This repository is dedicated to training models using offline datasets from the CARLA Simulator. It is designed to support various deep learning tasks including VAE, ResNet, and LSTM models on BEV (Bird's Eye View) and FPV (First Person View) images.
- VAE on BEV Images: Training Variational Autoencoders (VAE) on BEV images with a reconstruction loss.
- ResNet Finetuning on FPVBEV Dataset: Finetuning ResNet on the FPVBEV dataset using a contrastive loss.
- LSTM on Time-Series BEV-Action Dataset: Training Long Short-Term Memory (LSTM) on time-series BEV-Action dataset.
- Dataset collected yourself or download from here.
- Python 3.x
- Necessary Python libraries (listed in
requirements.txt
)
Clone this repository.
Before training, you need to configure the dataset path:
- Modify the 'root_dir' in 'initial.py' to point to the location of your dataset.
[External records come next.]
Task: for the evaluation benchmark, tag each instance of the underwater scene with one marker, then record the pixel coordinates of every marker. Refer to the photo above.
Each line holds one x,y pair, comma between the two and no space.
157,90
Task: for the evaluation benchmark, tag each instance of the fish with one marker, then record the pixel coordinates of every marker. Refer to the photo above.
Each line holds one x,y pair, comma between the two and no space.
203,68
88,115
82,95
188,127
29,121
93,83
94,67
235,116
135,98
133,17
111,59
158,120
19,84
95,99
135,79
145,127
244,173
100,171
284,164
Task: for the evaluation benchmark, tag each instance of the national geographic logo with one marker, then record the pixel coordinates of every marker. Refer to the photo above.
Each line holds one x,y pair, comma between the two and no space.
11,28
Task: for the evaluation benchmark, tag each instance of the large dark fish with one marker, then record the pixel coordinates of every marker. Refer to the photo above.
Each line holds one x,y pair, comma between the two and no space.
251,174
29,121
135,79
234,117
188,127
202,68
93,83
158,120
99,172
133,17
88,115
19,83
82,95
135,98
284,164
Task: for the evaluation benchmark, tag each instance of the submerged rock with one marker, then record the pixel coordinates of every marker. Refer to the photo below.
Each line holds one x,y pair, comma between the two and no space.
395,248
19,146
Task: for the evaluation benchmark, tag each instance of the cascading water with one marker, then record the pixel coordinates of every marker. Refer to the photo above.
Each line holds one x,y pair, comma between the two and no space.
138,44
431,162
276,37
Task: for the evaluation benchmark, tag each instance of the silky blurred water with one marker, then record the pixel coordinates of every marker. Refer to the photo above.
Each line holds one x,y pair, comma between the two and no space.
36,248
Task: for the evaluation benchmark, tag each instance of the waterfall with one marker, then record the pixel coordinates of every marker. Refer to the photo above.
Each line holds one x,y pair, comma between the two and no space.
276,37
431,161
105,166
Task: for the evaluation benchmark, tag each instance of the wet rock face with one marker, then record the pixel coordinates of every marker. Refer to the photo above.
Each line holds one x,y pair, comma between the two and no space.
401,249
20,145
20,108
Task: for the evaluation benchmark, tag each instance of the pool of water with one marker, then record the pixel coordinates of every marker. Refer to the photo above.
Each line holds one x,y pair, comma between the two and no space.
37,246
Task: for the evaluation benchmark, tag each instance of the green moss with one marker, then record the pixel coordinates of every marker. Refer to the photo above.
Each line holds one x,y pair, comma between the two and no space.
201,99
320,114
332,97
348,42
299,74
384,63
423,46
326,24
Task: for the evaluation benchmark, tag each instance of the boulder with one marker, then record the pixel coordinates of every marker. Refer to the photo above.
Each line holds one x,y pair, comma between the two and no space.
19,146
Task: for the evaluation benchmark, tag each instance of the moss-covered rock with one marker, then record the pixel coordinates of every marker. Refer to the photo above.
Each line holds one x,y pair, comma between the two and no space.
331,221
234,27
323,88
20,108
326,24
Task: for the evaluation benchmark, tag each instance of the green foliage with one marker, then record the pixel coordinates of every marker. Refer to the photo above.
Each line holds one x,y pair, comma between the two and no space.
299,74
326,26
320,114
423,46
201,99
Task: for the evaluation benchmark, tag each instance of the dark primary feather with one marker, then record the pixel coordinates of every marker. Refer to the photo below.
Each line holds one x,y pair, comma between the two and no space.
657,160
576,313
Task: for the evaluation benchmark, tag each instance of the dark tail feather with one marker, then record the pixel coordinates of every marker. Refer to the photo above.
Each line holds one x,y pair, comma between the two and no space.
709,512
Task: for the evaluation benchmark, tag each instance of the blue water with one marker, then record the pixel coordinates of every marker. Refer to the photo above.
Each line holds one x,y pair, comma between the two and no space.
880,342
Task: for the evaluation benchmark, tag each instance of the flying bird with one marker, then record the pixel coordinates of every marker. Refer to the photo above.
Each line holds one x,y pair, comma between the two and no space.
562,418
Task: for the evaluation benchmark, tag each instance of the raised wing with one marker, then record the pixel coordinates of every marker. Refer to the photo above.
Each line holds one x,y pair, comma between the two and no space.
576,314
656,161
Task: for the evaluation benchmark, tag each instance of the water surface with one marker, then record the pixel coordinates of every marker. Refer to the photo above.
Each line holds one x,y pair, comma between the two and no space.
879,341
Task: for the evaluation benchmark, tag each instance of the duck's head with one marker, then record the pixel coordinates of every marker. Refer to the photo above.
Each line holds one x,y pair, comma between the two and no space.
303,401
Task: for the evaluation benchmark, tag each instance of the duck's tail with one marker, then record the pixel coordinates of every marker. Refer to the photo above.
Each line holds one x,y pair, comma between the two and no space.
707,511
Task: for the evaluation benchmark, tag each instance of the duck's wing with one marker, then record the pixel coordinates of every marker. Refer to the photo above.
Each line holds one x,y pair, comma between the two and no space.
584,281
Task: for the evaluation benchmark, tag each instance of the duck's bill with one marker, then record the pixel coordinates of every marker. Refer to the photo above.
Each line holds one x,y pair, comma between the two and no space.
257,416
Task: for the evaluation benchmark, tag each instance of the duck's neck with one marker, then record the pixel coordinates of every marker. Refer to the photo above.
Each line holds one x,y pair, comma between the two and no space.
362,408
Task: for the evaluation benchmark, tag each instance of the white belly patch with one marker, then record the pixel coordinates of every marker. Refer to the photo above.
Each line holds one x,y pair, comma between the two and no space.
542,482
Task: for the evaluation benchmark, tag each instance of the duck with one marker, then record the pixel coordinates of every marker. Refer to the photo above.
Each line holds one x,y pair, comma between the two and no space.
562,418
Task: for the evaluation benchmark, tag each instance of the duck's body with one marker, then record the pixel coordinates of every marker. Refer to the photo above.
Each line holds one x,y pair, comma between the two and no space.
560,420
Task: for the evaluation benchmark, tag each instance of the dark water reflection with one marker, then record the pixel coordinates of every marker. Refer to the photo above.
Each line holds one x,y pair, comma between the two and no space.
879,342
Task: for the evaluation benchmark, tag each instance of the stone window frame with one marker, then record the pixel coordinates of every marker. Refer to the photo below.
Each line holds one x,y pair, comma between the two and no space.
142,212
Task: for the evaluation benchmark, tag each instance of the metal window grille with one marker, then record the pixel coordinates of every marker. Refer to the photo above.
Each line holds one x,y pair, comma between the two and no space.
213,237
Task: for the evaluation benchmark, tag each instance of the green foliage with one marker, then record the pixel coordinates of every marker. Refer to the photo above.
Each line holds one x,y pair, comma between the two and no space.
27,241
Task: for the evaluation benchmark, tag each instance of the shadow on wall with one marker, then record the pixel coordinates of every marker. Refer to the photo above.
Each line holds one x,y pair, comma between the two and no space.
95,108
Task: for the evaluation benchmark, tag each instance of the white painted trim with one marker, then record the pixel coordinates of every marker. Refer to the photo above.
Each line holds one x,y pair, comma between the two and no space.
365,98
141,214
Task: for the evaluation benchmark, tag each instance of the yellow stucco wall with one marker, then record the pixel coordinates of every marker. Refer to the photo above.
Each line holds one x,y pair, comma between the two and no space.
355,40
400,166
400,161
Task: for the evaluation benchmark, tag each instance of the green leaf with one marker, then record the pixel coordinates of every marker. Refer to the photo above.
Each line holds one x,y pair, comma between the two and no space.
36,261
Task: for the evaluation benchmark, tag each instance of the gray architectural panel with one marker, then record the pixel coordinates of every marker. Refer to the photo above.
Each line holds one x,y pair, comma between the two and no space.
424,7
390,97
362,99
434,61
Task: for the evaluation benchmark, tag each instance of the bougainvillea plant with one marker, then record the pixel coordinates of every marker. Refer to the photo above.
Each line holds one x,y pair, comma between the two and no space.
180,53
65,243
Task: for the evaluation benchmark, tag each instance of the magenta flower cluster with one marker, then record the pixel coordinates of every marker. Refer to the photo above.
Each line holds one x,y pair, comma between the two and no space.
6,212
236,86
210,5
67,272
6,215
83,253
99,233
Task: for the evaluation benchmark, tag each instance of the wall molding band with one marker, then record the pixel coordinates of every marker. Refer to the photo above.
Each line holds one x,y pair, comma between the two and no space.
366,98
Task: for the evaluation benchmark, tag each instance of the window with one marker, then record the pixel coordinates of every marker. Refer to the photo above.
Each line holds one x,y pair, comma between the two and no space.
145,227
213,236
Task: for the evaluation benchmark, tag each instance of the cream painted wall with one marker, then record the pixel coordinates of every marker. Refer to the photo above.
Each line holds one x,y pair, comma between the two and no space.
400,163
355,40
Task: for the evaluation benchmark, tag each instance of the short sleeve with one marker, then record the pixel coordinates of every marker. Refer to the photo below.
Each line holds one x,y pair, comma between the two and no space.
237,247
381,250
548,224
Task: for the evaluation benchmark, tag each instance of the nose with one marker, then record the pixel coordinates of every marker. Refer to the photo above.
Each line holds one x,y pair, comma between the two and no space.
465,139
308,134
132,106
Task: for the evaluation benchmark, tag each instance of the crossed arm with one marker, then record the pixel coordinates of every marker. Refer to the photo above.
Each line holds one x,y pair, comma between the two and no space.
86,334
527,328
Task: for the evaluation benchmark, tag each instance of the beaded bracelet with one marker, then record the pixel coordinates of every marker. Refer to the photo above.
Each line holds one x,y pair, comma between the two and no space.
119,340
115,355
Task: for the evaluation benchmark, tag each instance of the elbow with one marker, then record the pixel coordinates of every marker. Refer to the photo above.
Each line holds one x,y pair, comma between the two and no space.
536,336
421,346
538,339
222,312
- Use the '--expname DIRECTORY_NAME' argument to specify the dataset's directory. Your dataset should be structured as follows:
- 'fpv.npy': FPV image dataset.
- 'bev.npy': BEV image dataset.
- 'action.npy': Action value dataset.
- 'terminal.npy': A binary array file indicating the terminal moment for each episode.
To train a model, run the 'train.py' script. Use the '-h' option to see all available training options. Use the '--model' option to select the model you want to train:
- FPV_BEV_CARLA: Finetuning ResNet model.
- BEV_VAE_CARLA: Training the VAE model.
- BEV_LSTM_CARLA: Training the LSTM model.